El origen de la tristeza, de Oscar Frenkel

26/9/2018

“Con esta película pretendo destacar el coraje y la valentía, el amor incondicional y la amistad. La aventura. Las imágenes que nos quedan arraigadas de la infancia. La posibilidad de emocionar, a la vez que cuento mi propia historia”, dice Oscar Frenkel a propósito de su ópera prima El origen de la tristeza, basada en la novela homónima de Pablo Ramos, quien también oficia de narrador en off en la película. Y si de imágenes que quedan arraigadas de la infancia se trata, El origen de la tristeza es una película que sí sabe cómo son los tonos de los recuerdos y cómo son esas ráfagas de luces y sombras del pasado que vuelven de tanto en tanto.

 

Porque las imágenes son bellísimas. No en el sentido de la tarjeta postal perfecta (eso de bello no tiene nada) sino como retazos de la memoria con colores vivos y contrastados, con texturas tan propias de lo onírico como de lo idealizado, con una cadencia que se asocia a un tiempo suspendido en el corazón. Y no, no son cursis. Y no debería sorprender porque la fotografía está a cargo de Eduardo Pinto, el director de Palermo, Hollywood, Caño dorado, y Corralón, un verdadero talento a la hora de crear climas que hacen de lo urbano una poesía personal e intimista.
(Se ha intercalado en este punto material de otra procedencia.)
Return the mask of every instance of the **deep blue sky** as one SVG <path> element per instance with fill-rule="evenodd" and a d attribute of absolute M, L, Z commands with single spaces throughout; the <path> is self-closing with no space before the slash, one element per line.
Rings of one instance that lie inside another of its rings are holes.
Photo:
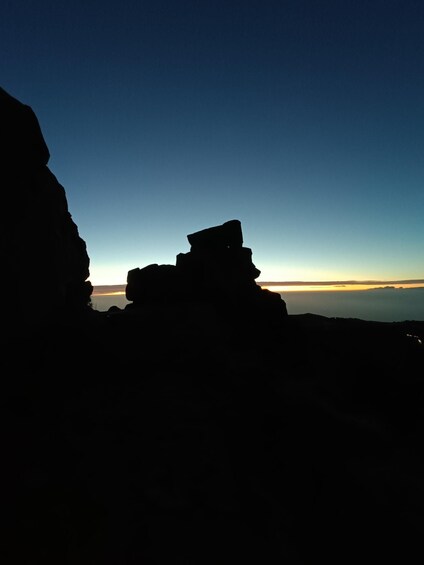
<path fill-rule="evenodd" d="M 241 220 L 259 280 L 424 276 L 424 2 L 19 1 L 35 111 L 93 284 Z"/>

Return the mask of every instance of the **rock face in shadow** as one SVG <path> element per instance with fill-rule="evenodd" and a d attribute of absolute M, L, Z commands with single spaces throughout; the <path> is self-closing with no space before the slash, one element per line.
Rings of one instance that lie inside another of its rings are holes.
<path fill-rule="evenodd" d="M 50 154 L 38 119 L 0 88 L 0 123 L 1 284 L 13 293 L 3 312 L 25 319 L 29 295 L 39 301 L 38 319 L 83 309 L 92 293 L 89 256 L 65 189 L 47 166 Z"/>
<path fill-rule="evenodd" d="M 289 315 L 240 339 L 193 308 L 20 340 L 4 563 L 418 565 L 424 322 Z"/>
<path fill-rule="evenodd" d="M 147 304 L 214 305 L 226 321 L 278 326 L 287 316 L 281 295 L 262 289 L 255 279 L 259 269 L 252 250 L 243 247 L 239 220 L 229 220 L 191 233 L 188 253 L 179 253 L 175 265 L 147 265 L 128 272 L 127 308 Z"/>

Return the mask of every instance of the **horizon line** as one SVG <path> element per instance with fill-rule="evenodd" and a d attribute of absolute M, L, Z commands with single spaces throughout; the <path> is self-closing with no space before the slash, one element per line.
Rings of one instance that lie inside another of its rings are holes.
<path fill-rule="evenodd" d="M 338 280 L 338 281 L 256 281 L 256 284 L 263 287 L 314 287 L 314 286 L 378 286 L 378 285 L 424 285 L 424 279 L 401 279 L 401 280 L 378 280 L 378 279 L 366 279 L 366 280 Z M 125 292 L 125 287 L 127 283 L 121 284 L 93 284 L 93 295 L 101 294 L 122 294 Z"/>
<path fill-rule="evenodd" d="M 424 279 L 403 279 L 403 280 L 341 280 L 341 281 L 258 281 L 260 286 L 337 286 L 337 285 L 379 285 L 379 284 L 424 284 Z"/>

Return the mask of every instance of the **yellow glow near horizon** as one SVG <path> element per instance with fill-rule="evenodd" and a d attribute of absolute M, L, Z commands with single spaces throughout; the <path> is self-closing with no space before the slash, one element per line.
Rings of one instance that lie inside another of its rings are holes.
<path fill-rule="evenodd" d="M 422 284 L 369 284 L 369 283 L 355 283 L 355 284 L 306 284 L 306 285 L 260 285 L 263 289 L 272 290 L 273 292 L 346 292 L 352 290 L 373 290 L 378 288 L 424 288 Z"/>
<path fill-rule="evenodd" d="M 93 290 L 93 296 L 123 296 L 125 295 L 125 290 L 119 290 L 119 291 L 96 291 L 96 287 L 94 287 Z"/>

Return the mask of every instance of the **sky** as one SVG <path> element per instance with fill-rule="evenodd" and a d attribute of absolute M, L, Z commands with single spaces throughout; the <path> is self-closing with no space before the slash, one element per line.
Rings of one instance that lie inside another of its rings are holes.
<path fill-rule="evenodd" d="M 424 278 L 424 2 L 4 0 L 94 285 L 239 219 L 264 281 Z"/>

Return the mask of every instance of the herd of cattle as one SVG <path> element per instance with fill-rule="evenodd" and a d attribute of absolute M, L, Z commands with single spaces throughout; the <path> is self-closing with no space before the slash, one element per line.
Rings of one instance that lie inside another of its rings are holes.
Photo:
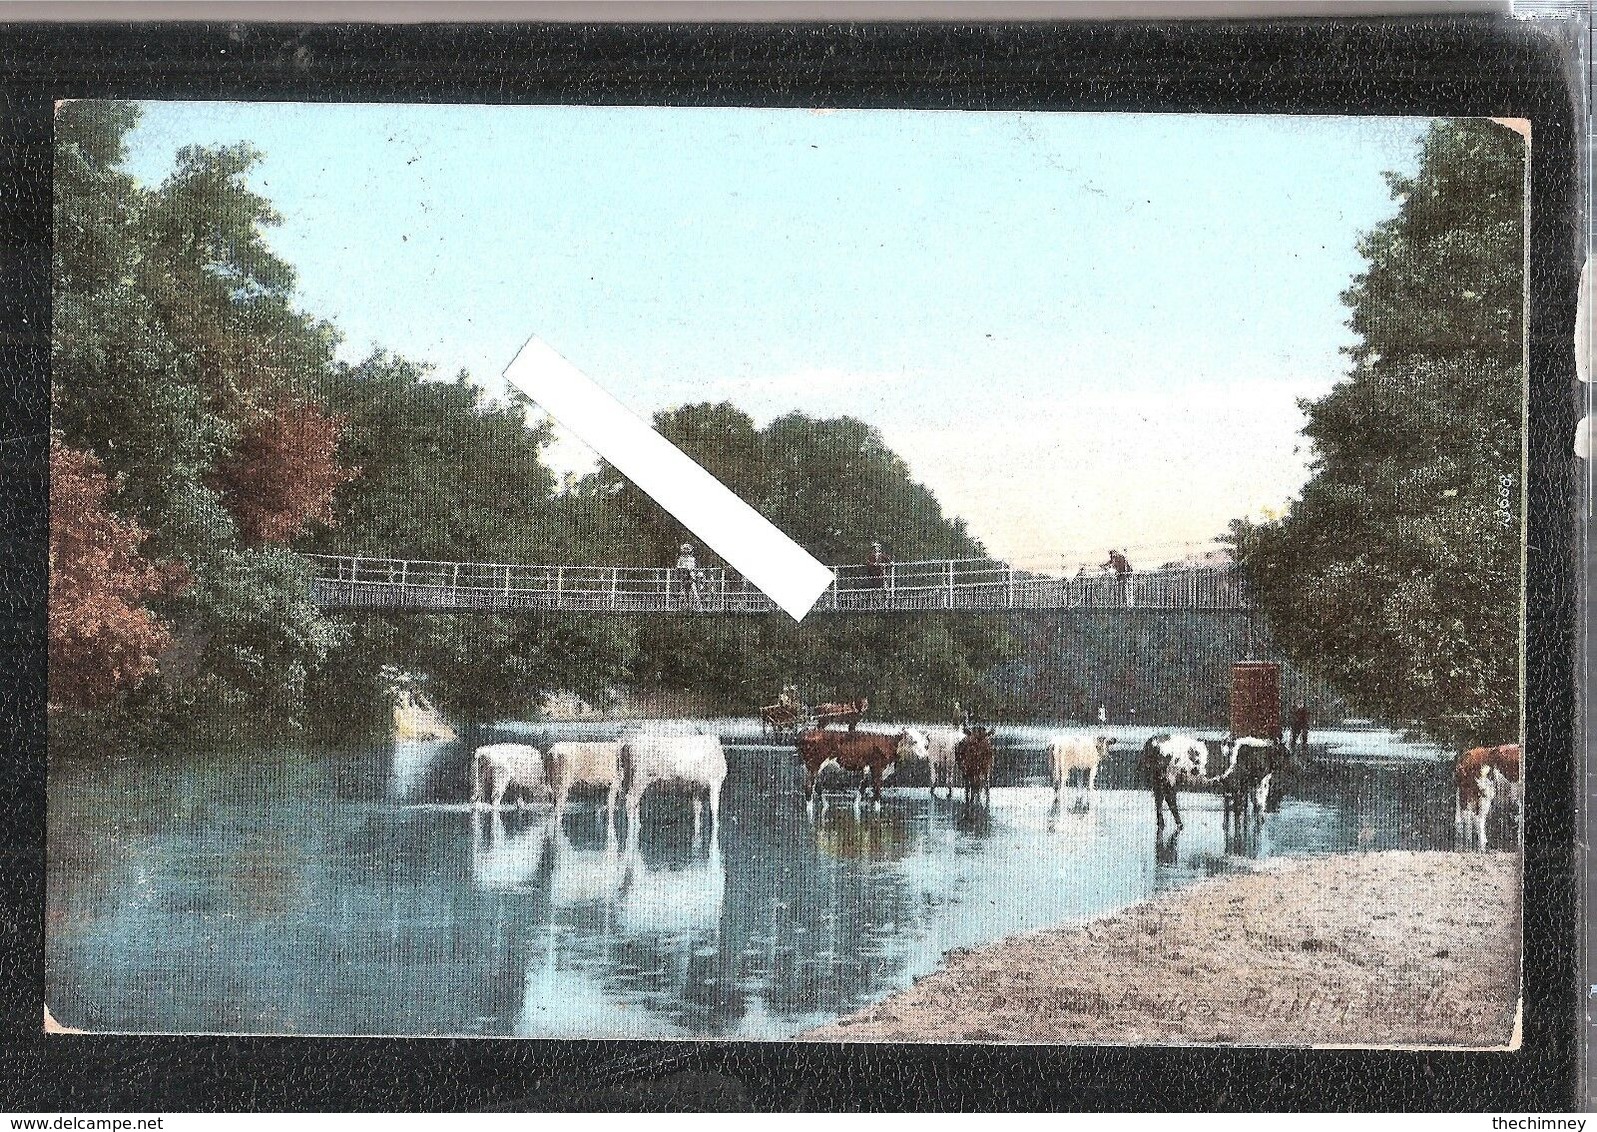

El origen de la tristeza, la novela y la película, narra la historia de Gavilán,   un chico de unos 12 años que será el protagonista junto a “los pibes”, su grupo de amigos del barrio, una serie de pequeñas aventuras y episodios varios que lo llevarán a una frontera de la que no se vuelve: el irremediable fin de la infancia. Hay una excursión armada con el solo fin de robar damajuanas, un incendio en un arroyo, y un frustrado plan para debutar sexualmente, entre tantas otras cosas. Todo, o casi todo, está permeado por la inminente pérdida de la inocencia, que siempre trae dolor y eso que llaman madurez.

 

Y en ese mismo registro – melancólico, sentido, afectuoso – va el tono de la narración en off del propio Pablo Ramos. Y por eso mismo acompaña y amplifica los sentidos de las imágenes. Pero también es excesiva en su extensión y, en ocasiones, hasta redundante. La apuesta es clara: hacer de lo cinematográfico y lo literario una sola cosa, una experiencia que tenga un poco de cada terreno. Y es una apuesta interesante. Pero no siempre funciona bien y cuando falla, hace mucho ruido. Hace que uno se desconecte, que salga de la película. Quizás haber privilegiado las imágenes, bien en primer plano, y dejar la voz en off en un segundo lugar, como un fondo, hubiera sido una mejor estrategia. Tal vez ése era el equilibrio óptimo.

 

También se podría argumentar hasta qué punto El origen de la tristeza construye un relato fuerte o es apenas un conjunto de imágenes que se suceden en un devenir de climas. Pero eso sería cuestionar la narrativa estructural, eso es pedir otra película diferente a la que Frenkel tenía en mente. Curiosamente, aún con su exceso de verborragia, esta ópera prima genera el deseo de ser vista otra vez. Puede ser que esto tenga que ver con la naturaleza proyectiva del relato. Porque mientras uno ve estás imágenes es imposible no evocar los recuerdos propios de nuestras infancias perdidas.

El origen de la tristeza (Argentina, 2018) Puntaje: 6

 

Dirigida por Oscar Frenkel. Escrita por Pablo Ramos, basada en su novela homónima. Con Joaquín Gorbea, Santiago Mehri, María Belén Szulz, Jorge Pestelli, Gonzalo Riquelme, Sabas Tissera, Alan Viliani Díaz, Franco Boggiatto, Luciana Rojo, Stephania Stegman, Germán De Silva. Dirección de fotografía y encuadre: Eduardo Pinto. Música: Ernesto Snajer. Duración: 71 min.